The FDA never gave Shiley permission to sell the 70-degree valve in the United States. However, it granted Shiley an export license for the product in 1980. The license was suspended because of the strut-failure problem in January, 1983, after Shiley had sold about 4,000 of the 70-degree valves overseas. The company voluntarily withdrew the product in May, 1983. The company has reported 94 strut fractures in the 70-degree valve, resulting in 70 deaths.
The company currently manufactures only one heart valve, the Monostrut valve, a different design which is available only overseas. Shiley is seeking FDA permission to sell the Monostrut valve in the United States. Company spokesman Fauteux said no incidents of strut failure have been reported in any of the 65,000 Monostrut valves implanted in patients.
Fauteux and Shewmaker strongly dispute any suggestion that Shiley withheld information from the FDA.

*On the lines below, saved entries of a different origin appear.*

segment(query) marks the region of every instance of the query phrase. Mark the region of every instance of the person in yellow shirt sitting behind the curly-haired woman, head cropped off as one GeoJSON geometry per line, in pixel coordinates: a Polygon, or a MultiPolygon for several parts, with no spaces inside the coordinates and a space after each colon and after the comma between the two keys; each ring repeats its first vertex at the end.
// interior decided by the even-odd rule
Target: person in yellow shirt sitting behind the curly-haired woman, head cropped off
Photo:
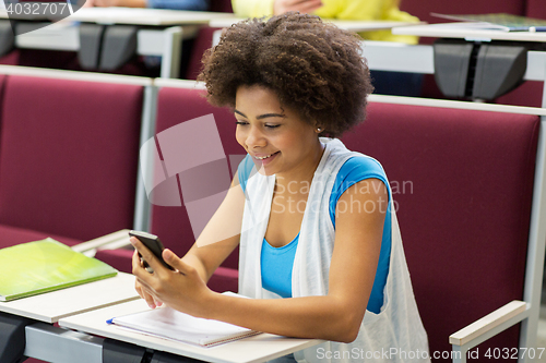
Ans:
{"type": "MultiPolygon", "coordinates": [[[[418,22],[401,11],[400,0],[232,0],[234,12],[240,17],[261,17],[288,11],[314,14],[322,19],[351,21],[418,22]]],[[[394,35],[390,29],[359,33],[364,39],[397,41],[415,45],[418,38],[394,35]]],[[[371,71],[375,93],[381,95],[419,96],[423,74],[371,71]]]]}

“Shiley from the very beginning, with the first strut fracture, made the FDA aware of it,” Fauteux said. The company worked hard to resolve the problem in the early 1980s, but had trouble because the statistical incidence of failure was so low, he said. The Shiley valve caused fewer problems with blood clotting than competing valves, in effect, statistically compensating for the strut-failure problem, he said.
On the issue of marketing the 70-degree valve overseas, Shewmaker said: “The 70-degree valve was sold in full compliance with all laws of the United States and the importing counties.”